Schliemann's work leaves a lot to be desired. Further excavation of the Troy site by others indicated that the level he named the Troy of the Iliad was not that, although they retain the names given by Schliemann. His excavations were even condemned by later archaeologists as having destroyed the main layers of the real Troy. However, before Schliemann, not many people even believed in a real Troy. Nonetheless Charles Maclaren identified Hissarlik as the location of Troy as early as 1822. Kenneth W. Harl in the audiobook 'Great Ancient Civilizations of Asia Minor' claims that Schliemann's excavations were carried out in such methods that he did what the Greeks could not do to Troy, destroying and leveling down the entire city wall to the ground. One of the main problems of his work is that King Priam's Treasure was putatively found in the Troy II level, of the primitive Early Bronze Age, long before Priam's city of Troy VI or Troy VIIa in the prosperous and elaborate Mycenaean Age. Moreover, the finds were unique. These unique and elaborate gold artifacts do not appear to belong to the Early Bronze Age. In the 1960s William Niederland, a psychoanalyst, conducted a psychobiography of Schliemann to account for his unconscious motives. Niederland read thousands of Schliemann's letters and found that he resented his father and blamed him for his mother's death, as evidenced by vituperative letters to his sisters. According to Niederland Schliemann's preoccupation (as he saw it) with graves and the dead reflected grief over the loss of his home and his efforts at resurrecting the Homeric dead should represent a restoration of his mother and nothing specifically in the early letters indicate that he was interested in Troy or classical archaeology. Whether this sort of evaluation is valid is debatable. He was accused of not always being scrupulous about providing the whole truth and that his father's experiences gave him a sympathy to means that were not always legal or aboveboard (he has been accused of forging documents to divorce his wife and fill in false facts in his application for US citizenship). He is also accused of being a black market trader, though several documentaries from the late 80s and early 90s prefer to gloss over this accusation.

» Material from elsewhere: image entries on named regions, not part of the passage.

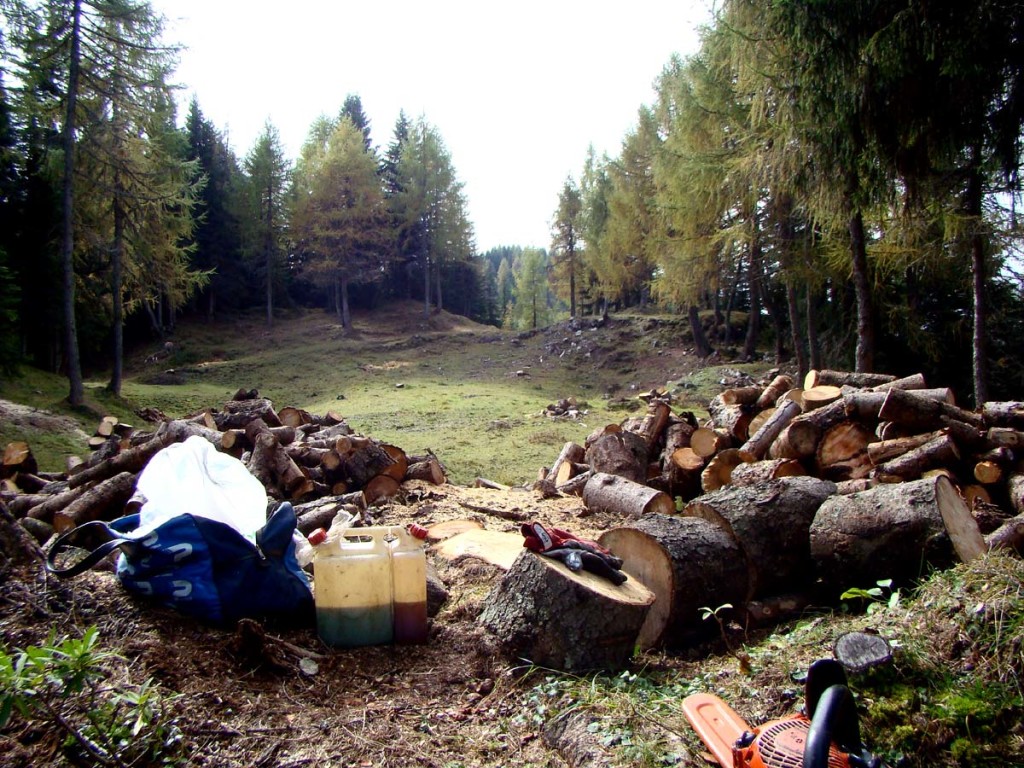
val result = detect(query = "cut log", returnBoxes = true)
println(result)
[690,427,735,459]
[768,400,846,459]
[586,431,647,483]
[53,472,135,534]
[985,427,1024,451]
[555,467,594,497]
[207,397,282,432]
[276,406,313,427]
[598,514,749,649]
[381,442,409,485]
[683,477,836,600]
[810,475,985,589]
[480,550,654,672]
[68,421,214,488]
[708,393,754,442]
[362,474,400,506]
[754,374,793,411]
[981,400,1024,429]
[804,369,896,389]
[867,430,943,465]
[550,440,587,484]
[873,436,959,482]
[729,459,807,487]
[630,399,672,454]
[816,421,874,482]
[700,449,754,494]
[740,400,801,459]
[803,384,843,411]
[583,472,676,517]
[719,387,761,406]
[869,374,928,392]
[879,389,984,430]
[406,457,447,485]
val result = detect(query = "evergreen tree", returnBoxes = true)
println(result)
[551,177,583,318]
[245,121,291,326]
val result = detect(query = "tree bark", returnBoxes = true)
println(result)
[683,477,836,600]
[583,472,676,517]
[598,514,749,649]
[810,477,985,589]
[479,549,654,672]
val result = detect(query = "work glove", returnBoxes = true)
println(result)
[520,522,626,585]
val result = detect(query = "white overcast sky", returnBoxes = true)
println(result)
[152,0,710,251]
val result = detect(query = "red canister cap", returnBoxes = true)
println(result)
[306,528,327,547]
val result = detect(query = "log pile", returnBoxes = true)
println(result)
[0,390,447,542]
[524,371,1024,647]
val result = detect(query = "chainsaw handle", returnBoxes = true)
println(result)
[804,685,861,768]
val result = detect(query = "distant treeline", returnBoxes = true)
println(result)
[0,0,1024,402]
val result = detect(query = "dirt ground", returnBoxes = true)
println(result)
[0,483,696,768]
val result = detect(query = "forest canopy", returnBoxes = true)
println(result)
[0,0,1024,404]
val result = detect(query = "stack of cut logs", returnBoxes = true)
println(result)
[510,371,1024,659]
[0,390,446,541]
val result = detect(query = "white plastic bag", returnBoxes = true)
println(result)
[134,435,267,543]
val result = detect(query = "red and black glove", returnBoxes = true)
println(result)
[520,522,626,585]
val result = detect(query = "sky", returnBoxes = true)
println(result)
[152,0,711,252]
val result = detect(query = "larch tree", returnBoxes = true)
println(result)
[551,176,583,319]
[245,121,291,327]
[292,118,388,330]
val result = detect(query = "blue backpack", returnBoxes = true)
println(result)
[46,502,314,625]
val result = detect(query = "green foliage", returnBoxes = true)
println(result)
[0,627,185,766]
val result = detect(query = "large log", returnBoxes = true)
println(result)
[548,440,587,485]
[53,472,135,534]
[683,477,836,600]
[740,400,801,459]
[729,459,807,486]
[873,433,959,482]
[213,397,283,432]
[768,399,846,459]
[598,514,749,649]
[810,476,985,590]
[754,374,800,411]
[583,472,676,517]
[586,431,647,483]
[981,400,1024,429]
[804,369,896,389]
[479,549,654,672]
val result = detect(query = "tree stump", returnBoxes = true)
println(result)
[479,549,654,672]
[583,472,676,517]
[810,475,985,589]
[586,432,647,482]
[598,514,748,649]
[683,477,836,601]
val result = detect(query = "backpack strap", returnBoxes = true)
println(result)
[46,520,138,579]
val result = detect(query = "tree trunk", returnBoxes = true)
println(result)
[687,304,713,357]
[583,472,676,517]
[967,156,988,408]
[850,209,874,373]
[479,549,654,672]
[60,0,85,408]
[683,477,836,600]
[810,476,985,589]
[598,514,749,649]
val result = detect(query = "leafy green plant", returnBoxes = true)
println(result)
[0,627,184,766]
[840,579,900,614]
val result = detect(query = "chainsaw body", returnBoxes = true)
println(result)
[683,659,883,768]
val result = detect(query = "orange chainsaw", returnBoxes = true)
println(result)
[683,658,884,768]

In 1972 Professor William Calder of the University of Colorado, speaking at a commemoration of Schliemann's birthday, claimed that he had uncovered several possible untruths. Other investigators followed, such as Professor David Traill of the University of California. Schliemann has been accused of embellishing his stories. Schliemann claimed in his memoirs to have dined with President Millard Fillmore in the White House in 1850. However, newspapers of the day make no mention of such a meeting. Schliemann left California hastily to escape from his business partner, whom he had conflicts. In the frontier society of the gold rush, cheating was punishable by lynching. He has been accused of not becoming an U.S. citizen in 1850 in California, as he claimed; but that he was granted citizenship in New York city instead in 1868. Also accused for being granted citizenship in New York city on the basis of his false claim that he had been a long-time resident. The worst accusation against Schliemann, by academic standards, is that he may have fabricated Priam's Treasure, or at least combined several disparate finds. His servant, Yannakis, claimed that he found some of it in a tomb some distance away, and that it contained no gold. Later it developed that he hired a goldsmith to manufacture some artifacts in Mycenaean style, and planted them at the site. However, these claims are rejected by a vast majority of archeologists as they are only speculation. There is no definitive evidence that Schliemmann manufactured any material.